La technique est identique : il s’agit dans les deux cas de brosser un tableau saisissant de l’horreur qui guette l’Irlande si ses habitants acceptent sans réagir le projet de Wood. Les ressemblances stylistiques sont nombreuses : au if du sermon répond le when du Drapier ; dans un texte comme dans l’autre, le recours au modal must permet de donner à la prédiction un caractère inéluctable ; la succession de nombreux verbes anime la description, tout en ayant une valeur mimétique, suggérant la rapidité de la déchéance qui attend l’Irlande. Et l’on trouve deux expressions très similaires : à « the merchant, the shop-keeper, the artificer must fly to the desert » correspond « the farmers must rob or beg, or leave their country » et résument l’argument de Swift : si le projet de Wood est accepté, les citoyens irlandais de condition modeste en seront réduits à la famine, au vol ou à l’exil.

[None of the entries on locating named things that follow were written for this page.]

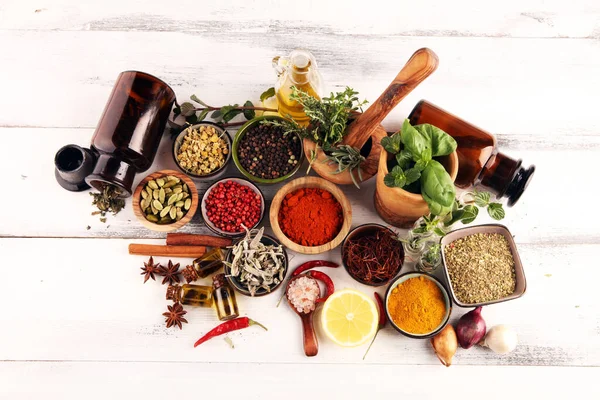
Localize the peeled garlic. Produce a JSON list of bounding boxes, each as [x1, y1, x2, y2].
[[480, 325, 518, 354], [431, 324, 458, 367]]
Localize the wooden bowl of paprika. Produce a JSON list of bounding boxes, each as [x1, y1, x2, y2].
[[269, 176, 352, 254]]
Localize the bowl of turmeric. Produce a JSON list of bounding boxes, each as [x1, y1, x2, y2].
[[269, 176, 352, 254], [385, 272, 452, 339]]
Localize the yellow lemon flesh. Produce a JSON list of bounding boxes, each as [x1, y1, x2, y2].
[[321, 289, 379, 347]]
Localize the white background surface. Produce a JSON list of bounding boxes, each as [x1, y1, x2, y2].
[[0, 0, 600, 399]]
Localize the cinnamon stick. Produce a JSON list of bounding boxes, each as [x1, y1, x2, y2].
[[167, 233, 232, 247], [129, 243, 206, 258]]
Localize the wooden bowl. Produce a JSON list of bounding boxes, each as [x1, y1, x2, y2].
[[133, 169, 198, 232], [269, 176, 352, 254]]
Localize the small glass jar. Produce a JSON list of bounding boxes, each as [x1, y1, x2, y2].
[[415, 241, 442, 274], [212, 274, 240, 321]]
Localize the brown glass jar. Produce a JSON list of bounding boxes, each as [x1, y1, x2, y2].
[[86, 71, 175, 197], [408, 100, 535, 206]]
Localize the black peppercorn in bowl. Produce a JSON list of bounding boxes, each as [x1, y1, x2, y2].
[[232, 115, 304, 184], [173, 122, 231, 178]]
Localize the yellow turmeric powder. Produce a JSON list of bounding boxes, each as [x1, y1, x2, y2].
[[388, 276, 446, 335]]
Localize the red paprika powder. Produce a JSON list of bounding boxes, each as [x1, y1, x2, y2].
[[279, 188, 344, 246]]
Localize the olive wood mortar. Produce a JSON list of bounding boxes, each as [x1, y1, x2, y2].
[[131, 169, 198, 232], [303, 48, 438, 185], [269, 176, 352, 254]]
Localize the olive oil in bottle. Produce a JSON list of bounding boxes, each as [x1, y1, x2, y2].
[[212, 274, 240, 321], [273, 50, 322, 125], [167, 284, 213, 307]]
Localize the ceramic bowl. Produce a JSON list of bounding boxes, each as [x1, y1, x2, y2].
[[200, 178, 266, 238], [269, 176, 352, 254], [132, 169, 198, 232], [224, 235, 289, 297], [231, 115, 304, 184], [173, 122, 231, 179], [441, 224, 527, 307], [384, 272, 452, 339], [341, 224, 404, 286]]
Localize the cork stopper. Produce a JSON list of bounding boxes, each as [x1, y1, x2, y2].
[[213, 274, 227, 289], [167, 285, 181, 302], [181, 265, 199, 283]]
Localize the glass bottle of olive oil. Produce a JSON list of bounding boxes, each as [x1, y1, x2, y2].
[[273, 50, 322, 125]]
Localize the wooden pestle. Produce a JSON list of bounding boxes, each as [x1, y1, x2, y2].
[[343, 48, 438, 149]]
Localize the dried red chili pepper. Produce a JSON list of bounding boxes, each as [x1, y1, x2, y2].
[[363, 292, 387, 360], [194, 317, 268, 347], [292, 260, 340, 276], [306, 271, 335, 303]]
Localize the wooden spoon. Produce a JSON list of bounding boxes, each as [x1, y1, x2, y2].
[[304, 48, 438, 185], [285, 274, 319, 357]]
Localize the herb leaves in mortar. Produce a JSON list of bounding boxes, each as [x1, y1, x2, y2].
[[381, 119, 456, 215]]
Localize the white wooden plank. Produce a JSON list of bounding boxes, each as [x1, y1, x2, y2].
[[0, 29, 600, 141], [0, 362, 600, 400], [0, 128, 600, 243], [0, 239, 600, 366], [0, 0, 600, 38]]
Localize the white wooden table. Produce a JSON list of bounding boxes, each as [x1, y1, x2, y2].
[[0, 0, 600, 399]]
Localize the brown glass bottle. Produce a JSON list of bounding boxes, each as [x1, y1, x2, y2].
[[167, 284, 213, 307], [212, 274, 240, 321], [86, 71, 175, 197], [408, 100, 535, 206], [182, 247, 225, 283]]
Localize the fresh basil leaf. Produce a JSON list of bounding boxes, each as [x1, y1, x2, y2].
[[421, 192, 452, 215], [472, 191, 490, 207], [244, 100, 256, 121], [488, 203, 505, 221], [381, 133, 402, 154], [179, 101, 196, 117], [260, 87, 275, 101], [421, 160, 456, 208], [190, 94, 210, 107], [404, 168, 421, 185], [396, 150, 414, 172], [414, 124, 457, 157], [460, 204, 479, 225]]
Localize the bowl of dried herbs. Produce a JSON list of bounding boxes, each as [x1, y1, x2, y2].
[[223, 227, 288, 297], [441, 224, 527, 307]]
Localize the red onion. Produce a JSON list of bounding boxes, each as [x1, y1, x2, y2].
[[456, 307, 486, 349]]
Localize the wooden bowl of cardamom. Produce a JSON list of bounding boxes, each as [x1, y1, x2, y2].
[[132, 169, 198, 232]]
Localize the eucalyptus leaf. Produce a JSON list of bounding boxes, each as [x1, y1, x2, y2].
[[190, 94, 210, 107], [179, 101, 196, 117], [244, 100, 256, 121], [488, 203, 505, 221], [260, 87, 275, 101]]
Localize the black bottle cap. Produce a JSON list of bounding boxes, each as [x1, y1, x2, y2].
[[504, 160, 535, 207], [85, 154, 137, 197], [54, 144, 96, 192]]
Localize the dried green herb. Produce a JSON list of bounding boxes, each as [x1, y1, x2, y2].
[[444, 233, 516, 304], [90, 184, 125, 222]]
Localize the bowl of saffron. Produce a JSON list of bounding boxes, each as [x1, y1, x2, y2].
[[269, 176, 352, 254], [342, 224, 404, 286]]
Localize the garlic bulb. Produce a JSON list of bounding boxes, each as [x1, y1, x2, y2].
[[481, 325, 518, 354]]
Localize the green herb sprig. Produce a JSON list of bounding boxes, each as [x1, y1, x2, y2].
[[169, 87, 277, 135]]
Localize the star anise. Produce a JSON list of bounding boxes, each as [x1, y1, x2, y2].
[[163, 303, 187, 329], [158, 260, 179, 285], [140, 257, 160, 283]]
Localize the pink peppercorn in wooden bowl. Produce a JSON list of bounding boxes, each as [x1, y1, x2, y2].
[[200, 178, 265, 237]]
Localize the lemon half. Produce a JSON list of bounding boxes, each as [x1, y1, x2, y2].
[[321, 289, 379, 347]]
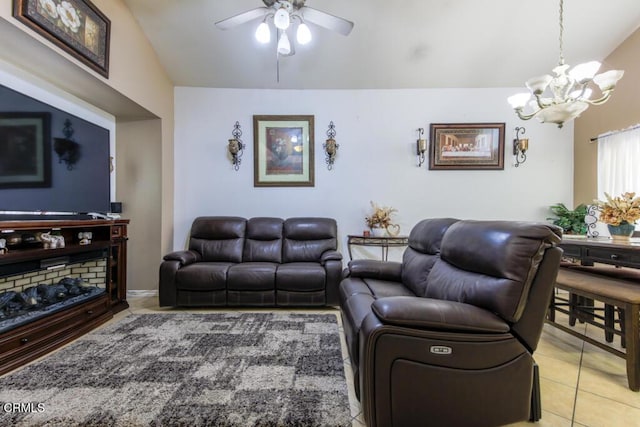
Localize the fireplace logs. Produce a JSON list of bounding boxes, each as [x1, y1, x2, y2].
[[0, 277, 105, 330]]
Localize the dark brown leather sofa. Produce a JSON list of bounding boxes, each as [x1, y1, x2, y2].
[[159, 217, 342, 307], [340, 219, 562, 427]]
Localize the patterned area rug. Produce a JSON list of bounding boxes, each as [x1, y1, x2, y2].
[[0, 313, 351, 427]]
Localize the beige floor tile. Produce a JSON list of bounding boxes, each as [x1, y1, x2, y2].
[[534, 324, 584, 364], [540, 378, 576, 420], [575, 391, 640, 427], [535, 353, 580, 388], [504, 410, 571, 427], [351, 414, 366, 427], [578, 352, 640, 409], [121, 297, 640, 427]]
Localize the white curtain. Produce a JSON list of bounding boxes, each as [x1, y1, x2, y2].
[[598, 125, 640, 200]]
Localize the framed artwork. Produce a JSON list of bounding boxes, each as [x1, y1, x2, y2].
[[0, 113, 51, 188], [429, 123, 504, 170], [253, 116, 314, 187], [13, 0, 111, 77]]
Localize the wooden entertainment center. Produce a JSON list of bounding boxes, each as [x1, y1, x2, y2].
[[0, 219, 129, 374]]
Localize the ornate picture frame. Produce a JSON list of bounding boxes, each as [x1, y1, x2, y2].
[[429, 123, 505, 170], [253, 115, 315, 187], [13, 0, 111, 78], [0, 113, 51, 188]]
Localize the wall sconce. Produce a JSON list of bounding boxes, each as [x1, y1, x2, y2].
[[322, 121, 340, 170], [227, 122, 245, 171], [53, 119, 80, 170], [416, 128, 427, 167], [513, 127, 529, 167]]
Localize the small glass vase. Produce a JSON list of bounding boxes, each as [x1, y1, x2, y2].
[[371, 227, 387, 237], [607, 221, 636, 240]]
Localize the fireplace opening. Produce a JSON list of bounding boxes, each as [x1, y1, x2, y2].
[[0, 258, 107, 333]]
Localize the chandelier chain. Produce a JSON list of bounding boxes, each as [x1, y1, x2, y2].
[[559, 0, 564, 65]]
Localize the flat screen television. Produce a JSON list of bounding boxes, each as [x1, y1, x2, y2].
[[0, 85, 111, 214]]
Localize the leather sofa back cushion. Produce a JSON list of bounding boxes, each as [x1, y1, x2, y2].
[[282, 218, 338, 262], [402, 218, 458, 297], [189, 217, 247, 262], [425, 221, 561, 322], [242, 218, 284, 263]]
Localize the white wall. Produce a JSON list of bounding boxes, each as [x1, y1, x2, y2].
[[174, 87, 573, 258]]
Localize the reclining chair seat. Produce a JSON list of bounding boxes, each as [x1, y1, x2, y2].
[[339, 218, 562, 426]]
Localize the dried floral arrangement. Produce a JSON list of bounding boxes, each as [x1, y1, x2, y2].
[[364, 202, 398, 228], [594, 192, 640, 225]]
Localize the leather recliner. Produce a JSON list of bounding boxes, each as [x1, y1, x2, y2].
[[340, 218, 562, 427]]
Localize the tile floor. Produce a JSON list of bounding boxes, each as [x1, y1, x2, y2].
[[119, 297, 640, 427], [15, 296, 640, 427]]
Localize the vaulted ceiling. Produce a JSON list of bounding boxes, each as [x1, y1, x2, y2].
[[125, 0, 640, 89]]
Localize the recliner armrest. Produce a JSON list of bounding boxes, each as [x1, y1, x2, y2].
[[320, 250, 342, 265], [371, 296, 510, 333], [163, 251, 201, 266], [347, 259, 402, 282]]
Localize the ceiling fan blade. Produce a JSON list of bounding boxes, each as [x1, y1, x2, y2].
[[300, 6, 353, 36], [215, 7, 270, 30]]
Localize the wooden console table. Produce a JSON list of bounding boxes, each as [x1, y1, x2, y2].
[[546, 236, 640, 391], [347, 234, 409, 261], [559, 235, 640, 269], [0, 219, 129, 374]]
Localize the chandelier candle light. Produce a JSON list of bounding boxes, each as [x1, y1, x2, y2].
[[507, 0, 624, 127]]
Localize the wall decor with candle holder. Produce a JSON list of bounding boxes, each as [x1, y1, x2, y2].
[[322, 121, 340, 170]]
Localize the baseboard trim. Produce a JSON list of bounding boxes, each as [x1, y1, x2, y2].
[[127, 289, 158, 298]]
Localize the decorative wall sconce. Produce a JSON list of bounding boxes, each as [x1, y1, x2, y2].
[[416, 128, 427, 167], [53, 119, 80, 170], [513, 127, 529, 167], [322, 121, 340, 170], [227, 122, 245, 170]]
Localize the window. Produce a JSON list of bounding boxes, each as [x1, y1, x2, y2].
[[598, 125, 640, 200]]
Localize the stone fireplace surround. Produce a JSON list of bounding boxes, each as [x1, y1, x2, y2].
[[0, 258, 107, 333], [0, 219, 129, 375]]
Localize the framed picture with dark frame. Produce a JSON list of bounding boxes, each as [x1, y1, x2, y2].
[[0, 113, 51, 188], [13, 0, 111, 78], [253, 116, 314, 187], [429, 123, 504, 170]]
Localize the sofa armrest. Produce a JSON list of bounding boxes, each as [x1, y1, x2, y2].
[[371, 297, 509, 333], [320, 250, 342, 265], [163, 251, 201, 266], [347, 259, 402, 282]]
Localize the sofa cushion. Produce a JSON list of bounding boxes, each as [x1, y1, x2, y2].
[[424, 221, 561, 322], [276, 262, 327, 292], [242, 218, 284, 263], [227, 262, 278, 291], [282, 218, 338, 263], [402, 218, 458, 297], [189, 217, 247, 262], [176, 262, 233, 291]]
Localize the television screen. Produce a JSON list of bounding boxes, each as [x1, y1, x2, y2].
[[0, 85, 111, 213]]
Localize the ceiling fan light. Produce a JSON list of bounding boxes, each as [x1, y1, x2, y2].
[[569, 88, 593, 101], [593, 70, 624, 92], [296, 22, 311, 44], [273, 7, 291, 30], [278, 31, 291, 55], [256, 22, 271, 44], [569, 61, 600, 84]]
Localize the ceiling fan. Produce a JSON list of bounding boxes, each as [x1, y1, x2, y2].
[[215, 0, 353, 56]]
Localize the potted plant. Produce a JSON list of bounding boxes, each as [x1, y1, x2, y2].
[[547, 203, 588, 235], [594, 192, 640, 240], [364, 202, 397, 237]]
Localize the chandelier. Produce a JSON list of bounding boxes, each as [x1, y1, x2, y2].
[[507, 0, 624, 127]]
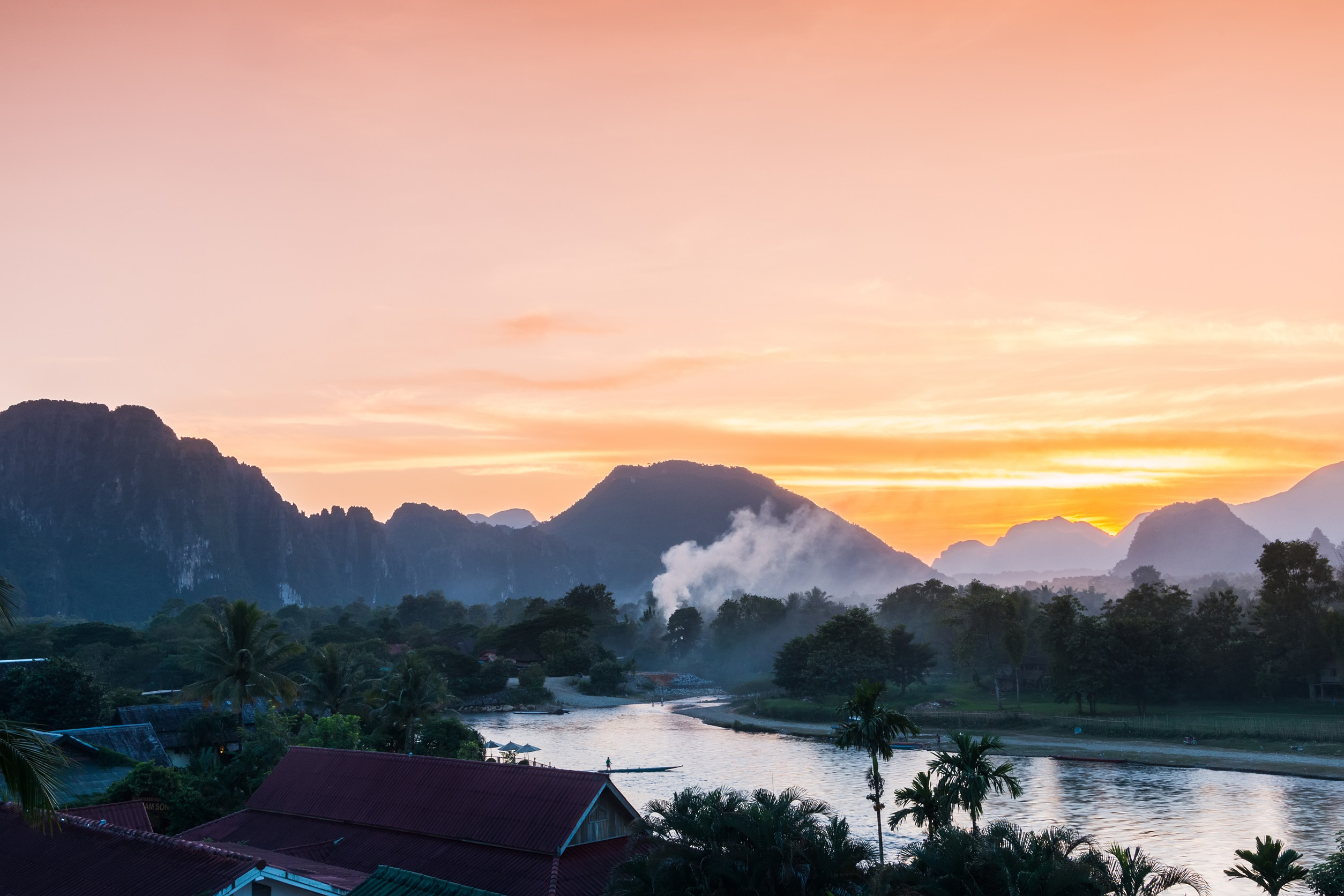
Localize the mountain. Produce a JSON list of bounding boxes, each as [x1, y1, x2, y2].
[[0, 400, 931, 622], [540, 461, 933, 594], [1114, 498, 1269, 579], [466, 508, 537, 529], [0, 400, 594, 621], [933, 516, 1125, 575], [1233, 462, 1344, 541]]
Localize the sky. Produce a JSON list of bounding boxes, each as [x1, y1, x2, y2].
[[0, 0, 1344, 560]]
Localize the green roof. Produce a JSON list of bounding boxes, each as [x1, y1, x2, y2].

De telles similitudes, si elles ne sont pas surprenantes en elles-mêmes 353 , sont intéressantes car elles soulignent une fois encore l’importance de l’enjeu politique dans les sermons et la dimension militante de l’homilétique swiftienne. Surtout, elles apportent un autre éclairage sur les liens éventuels entre satires et sermons, en ceci qu’elles permettent de comprendre que loin de concevoir satires et écrits religieux comme entités disjointes voire antithétiques, Swift les envisage au contraire comme instruments complémentaires au service de causes qu’il entend défendre par tous les moyens possibles. Il n’est pas inutile ici de rappeler que ce même projet Wood a également donné naissance à un poème, « Wood, an Insect » (1725, publ. 1735), long jeu de mots sur le nom de Wood :

Des liens indéniables existent donc entre textes fictionnels et non fictionnels, et notamment entre écrits satiriques et homilétiques, liens que Rawson qualifie de « electric traffic […], a tense and intimate bond between the obliquities of the Swiftian voice and those of his most fictionalised personae » 354 . Peut-on pour autant aller jusqu’à parler de persona du sermonnaire ?

Notes
353.
Si les contradictions émaillent l’œuvre de Swift, il ressort de l’ensemble du corpus swiftien une grande cohérence sur la question de la pauvreté : que ce soit dans ce texte-ci, dans les sermons (« On the Causes of the Wretched Condition of Ireland », « On the Poor Man’s Contentment »), dans A Proposal for Giving Badges to the Poor, la situation des indigents est toujours envisagée d’une manière similaire, conforme à la doxa anglicane : d’une part la plupart des indigents sont responsables de leur sort, en raison de leur paresse et de leur négligence, d’autre part il s’agit avant tout de préserver les intérêts de la communauté.
354.
Claude J. Rawson, « Gulliver and Others: Reflections on Swift’s "I" Narrators », in Freiburg, Löffler and Zach, 1998, p. 242.